La conclusión de todo esto es que, a pesar de que vivimos en la sociedad más avanzada que hemos conocido hasta ahora, esos mismos hitos históricos nos han hecho presos de nuestras propias decisiones, básicamente porque cada vez somos menos capaces de distinguir lo realmente peligroso de lo que no lo es. El miedo actúa de manera uniforme en nuestras cabezas, haciéndonos creer constantemente que vamos a perder aquello que queremos por nuestra irresponsabilidad, por ejemplo, a nuestros seres queridos o aquellas cosas materiales que tanto sacrificio nos ha costado lograr.

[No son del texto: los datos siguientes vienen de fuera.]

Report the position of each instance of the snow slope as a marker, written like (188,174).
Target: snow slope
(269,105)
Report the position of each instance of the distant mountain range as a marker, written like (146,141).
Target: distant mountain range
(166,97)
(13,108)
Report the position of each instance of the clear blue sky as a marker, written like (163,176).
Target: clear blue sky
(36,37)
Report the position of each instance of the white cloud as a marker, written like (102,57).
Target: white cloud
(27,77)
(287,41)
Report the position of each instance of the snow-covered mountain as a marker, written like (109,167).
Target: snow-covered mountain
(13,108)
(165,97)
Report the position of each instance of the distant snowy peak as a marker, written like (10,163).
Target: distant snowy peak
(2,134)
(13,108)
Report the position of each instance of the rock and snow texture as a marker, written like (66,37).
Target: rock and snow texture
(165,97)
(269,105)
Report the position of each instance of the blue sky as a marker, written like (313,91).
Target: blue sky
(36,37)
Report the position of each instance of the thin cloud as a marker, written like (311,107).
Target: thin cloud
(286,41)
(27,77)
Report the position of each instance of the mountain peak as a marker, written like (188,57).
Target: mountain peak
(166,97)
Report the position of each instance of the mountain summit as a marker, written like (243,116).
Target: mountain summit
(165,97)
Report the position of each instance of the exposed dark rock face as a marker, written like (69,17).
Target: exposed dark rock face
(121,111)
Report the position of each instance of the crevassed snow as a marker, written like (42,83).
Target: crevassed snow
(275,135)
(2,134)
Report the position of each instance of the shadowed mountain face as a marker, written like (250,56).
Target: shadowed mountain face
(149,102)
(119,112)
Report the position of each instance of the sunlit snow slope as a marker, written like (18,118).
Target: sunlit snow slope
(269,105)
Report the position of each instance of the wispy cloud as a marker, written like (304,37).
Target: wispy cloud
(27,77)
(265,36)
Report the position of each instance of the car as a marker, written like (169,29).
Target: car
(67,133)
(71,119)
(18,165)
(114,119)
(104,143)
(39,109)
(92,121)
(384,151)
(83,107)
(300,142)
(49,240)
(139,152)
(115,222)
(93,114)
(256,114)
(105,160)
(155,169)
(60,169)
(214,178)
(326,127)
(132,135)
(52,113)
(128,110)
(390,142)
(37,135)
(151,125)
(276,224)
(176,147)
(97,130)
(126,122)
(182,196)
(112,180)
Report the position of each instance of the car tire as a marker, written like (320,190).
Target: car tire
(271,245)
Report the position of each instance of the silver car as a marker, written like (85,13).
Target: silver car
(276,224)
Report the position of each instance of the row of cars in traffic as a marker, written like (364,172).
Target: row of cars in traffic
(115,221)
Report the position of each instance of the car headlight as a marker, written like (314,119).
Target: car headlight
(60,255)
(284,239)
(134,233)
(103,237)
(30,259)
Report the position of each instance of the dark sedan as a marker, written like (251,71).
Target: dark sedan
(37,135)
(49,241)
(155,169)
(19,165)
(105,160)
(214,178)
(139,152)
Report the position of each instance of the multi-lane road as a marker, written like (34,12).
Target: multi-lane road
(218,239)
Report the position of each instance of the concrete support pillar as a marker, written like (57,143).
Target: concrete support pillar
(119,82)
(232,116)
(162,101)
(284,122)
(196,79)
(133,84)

Sin embargo, no somos capaces de poner en balanza si realmente merece la pena estar sumidos en ese miedo, a veces irracional, que nos mantiene en un vilo constante. Todo ello sin tener en cuenta que la inmensa mayoría de las cosas que creemos que van a ocurrir jamás se terminan dando, salvo en nuestro imaginario. Es decir, que nosotros mismos les hacemos el “trabajo sucio” a aquellos que tratan de mantenernos subyugados ante el miedo.
Hemos evolucionado hacia un ser humano cobarde y sin criterio que se autoinflige su propia dosis de miedo en aras de protegerse, no se sabe bien de qué o de quién, así mismo y a todos aquellos que le rodean. De todo aquello supuestamente real, pero también incluso de lo que catalogamos acertadamente como ficticio, que a su vez parece gravitar en nuestra contra en ese universo particular que nos hemos montado.
Volviendo a la pasada pandemia global del Covid-19. Ya parece que nadie se acuerda de todos aquellos que, postrados desde un balcón en plena crisis sanitaria, maldecían a todo aquel, por ejemplo, que no le quedaba más remedio que sacar al perro a mear, si no quería que este terminara realizando sus necesidades fisiológicas en el salón de casa.
No sabemos bien a quién podría contagiar el susodicho estando solo en mitad de la calle, o si serían los elementos del mobiliario urbano los que harían lo propio contra su persona. Solamente tenían la plena convicción de que algo malo iba a pasar por aquella acción irresponsable del vecino de turno. Quizás por ello se acordaban incesantemente de hasta en la madre que parió al hereje y, llegado el caso, incluso en la del perro, rezando en arameo desde ese cubículo de cuatro paredes que se había convertido en una cárcel improvisada.
Dijo una vez el filósofo francés Émile-Auguste Chartier, conocido por el sobrenombre de Alain, que “El hombre que tiene miedo sin peligro, inventa el peligro para justificar su miedo.” Sin duda vivimos en una sociedad donde existen peligros, pero en esa misma también habita una insustancial y desaforada masa humana incapaz de diferenciar el peligro de la manipulación, pero sobre todo a los buenos de los que nunca lo han sido, ni lo serán.